With a resume like that, it would have come as no surprise if he had dotted the “i” at halftime.

After the 1916 and 1917 seasons, Harley left school for a year to fight in World War I. In his 1919 return season he led the Buckeyes to their first victory over Michigan. His four interceptions in that game still stand as an OSU record and his legacy was cemented. The Horseshoe is still regarded as ‘The House that Harley Built.’

Howard ‘Hopalong’ Cassady
“Hopalong” Cassady led the 1954 OSU team to a 10-0 record and a national championship.  He followed with another fantastic season which was capped off with a huge performance against Michigan. 

In his last collegiate game, Cassady keyed the Buckeyes’ first victory in Ann Arbor since 1937 and dashed the Wolverines’ Big Ten Championship and Rose Bowl aspirations.

After a Cassady punt return got the Buckeyes started with good field position, he scored the game’s first touchdown with a run off the right guard and continued to pound away at the Michigan defense to secure the 17-0 victory. 

OSU coach Woody Hayes would call it, “The greatest game Ohio State has ever played for me,” high praise from the gruff coach.
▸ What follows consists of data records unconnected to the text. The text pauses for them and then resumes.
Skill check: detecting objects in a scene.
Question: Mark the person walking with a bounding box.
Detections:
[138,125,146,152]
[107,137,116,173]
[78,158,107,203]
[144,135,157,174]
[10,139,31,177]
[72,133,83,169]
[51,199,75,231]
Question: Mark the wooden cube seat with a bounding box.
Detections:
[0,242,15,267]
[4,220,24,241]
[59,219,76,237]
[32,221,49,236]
Cassady would win the Heisman Trophy that year by the largest margin in voting history.

Jim Otis

Jim Otis was the OSU fullback from 1967 to ‘69. From the fullback position, which is normally known for its blocking role, Otis led the Buckeyes in rushing every season of his college career.
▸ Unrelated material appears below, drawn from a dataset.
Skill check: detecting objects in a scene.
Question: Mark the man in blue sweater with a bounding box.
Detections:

During the 1968 Michigan game, Otis scored four touchdowns against the Buckeyes’ archrival in a 50-14 rout. It was the game made famous by Hayes’ response to a question about why he chose to go for two in a game in which he already had a 36-point lead: “Because I couldn’t go for three.” 
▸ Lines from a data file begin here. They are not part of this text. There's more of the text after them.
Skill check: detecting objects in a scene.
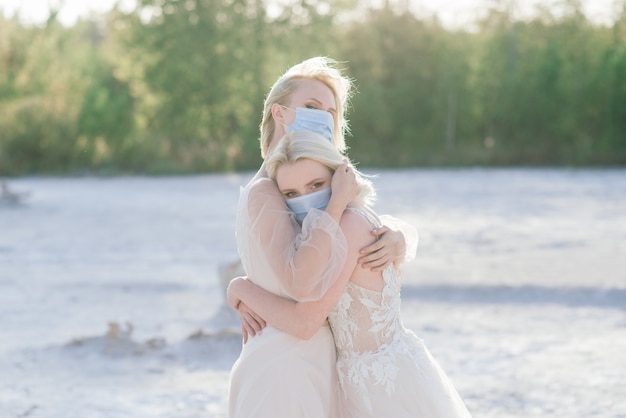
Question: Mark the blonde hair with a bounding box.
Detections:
[260,57,352,159]
[265,130,376,206]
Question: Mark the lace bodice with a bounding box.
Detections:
[328,207,422,414]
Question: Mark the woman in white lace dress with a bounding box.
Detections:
[229,58,412,418]
[228,131,470,418]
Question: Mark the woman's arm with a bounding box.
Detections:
[359,215,419,271]
[228,211,371,339]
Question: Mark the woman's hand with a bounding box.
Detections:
[329,160,358,212]
[359,225,406,271]
[226,277,267,344]
[234,302,267,344]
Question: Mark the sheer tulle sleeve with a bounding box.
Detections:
[379,215,419,263]
[237,178,347,301]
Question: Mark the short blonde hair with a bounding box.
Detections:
[260,57,352,159]
[265,130,376,206]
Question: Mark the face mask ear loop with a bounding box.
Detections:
[272,103,291,126]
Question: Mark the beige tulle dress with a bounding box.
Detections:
[328,210,470,418]
[229,178,347,418]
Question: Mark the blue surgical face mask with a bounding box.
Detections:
[283,106,335,143]
[285,187,331,223]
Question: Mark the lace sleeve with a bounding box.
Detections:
[237,178,347,302]
[379,215,419,263]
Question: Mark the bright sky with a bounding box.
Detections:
[0,0,620,27]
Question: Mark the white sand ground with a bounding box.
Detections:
[0,169,626,418]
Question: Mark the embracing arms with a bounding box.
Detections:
[228,211,371,339]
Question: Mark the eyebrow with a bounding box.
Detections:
[280,177,326,193]
[308,97,337,113]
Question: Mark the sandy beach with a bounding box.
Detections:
[0,168,626,418]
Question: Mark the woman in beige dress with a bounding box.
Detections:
[228,131,470,418]
[229,57,414,418]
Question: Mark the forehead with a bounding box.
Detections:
[276,158,332,190]
[290,78,336,108]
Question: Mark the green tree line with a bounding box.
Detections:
[0,0,626,175]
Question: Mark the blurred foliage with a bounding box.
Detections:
[0,0,626,175]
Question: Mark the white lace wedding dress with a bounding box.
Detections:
[328,211,470,418]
Otis’ four touchdowns are still tied for the most scored by an individual Buckeye player in The Game.

Tom Klaban
One might think that a list of OSU-Michigan greats would be incomplete without two-time Heisman Trophy winner Archie Griffin, who had a 3-0-1 record against the Wolverines. 

But Klaban indisputably carried the Buckeyes in the 1974 game, when he scored all of OSU’s points in the game by kicking four field goals to give Ohio State a 12-10 victory to end Michigan’s 21-game winning streak.

Chris Spielman
Spielman, a two-time All-American during his career at Ohio State, is the prototype of a hard-nosed linebacker. 

He still holds many career and single-season records for tackles at OSU. But it was his 29 tackles in the 1986 OSU-Michigan game that earned him a spot on this list.

The 1986 game, as it had many times in the past and would many times in the future, decided the Big Ten champion and Rose Bowl representative. 

It was a back-and-forth affair that wasn’t decided until the game’s final minute. Even in defeat, Spielman’s performance would stand as one of the greatest defensive displays in OSU history, causing OSU coach Earle Bruce to remark, “This is the way it should be.”

Joe Germaine
As John Cooper limped into The Game in 1998 with a 1-8-1 record against the Tom Brady-led Wolverines, it was clear that the Buckeyes needed to take off the kid gloves offensively to earn a victory. 

Joe Germaine, who had previously spent the bulk of his OSU playing career splitting time with Stanley Jackson, delivered.

The diminutive, fresh-faced kid who had transferred from a community college in Arizona looked to the casual observer as though he would fit in better in a physics lab. But the Rose Bowl hero threw for 330 yards against the Wolverines, 217 of which went to David Boston, in a 31-16 victory that gave Cooper his second and final victory over the team up north.

Troy Smith
Smith, once predicted to be Justin Zwick’s backup for four years, had two of the most electrifying performances in OSU-Michigan history. 

In 2004, Smith’s 341 passing yards, 145 rushing yards and two touchdowns led the Buckeyes to a 37-21 victory.

In 2006, the game meant more than perhaps it ever had. Each team carried an 11-0 record into the matchup and there was much on the line, including a trip to the BCS Championship game.

Smith paced the Buckeyes with 316 passing yards and four touchdowns in a game in which he clinched the Heisman Trophy with a nail-biting 42-39 victory.

On Saturday, OSU coach Jim Tressel hopes another of his players will step into the spotlight and join the list of heroes of The Game.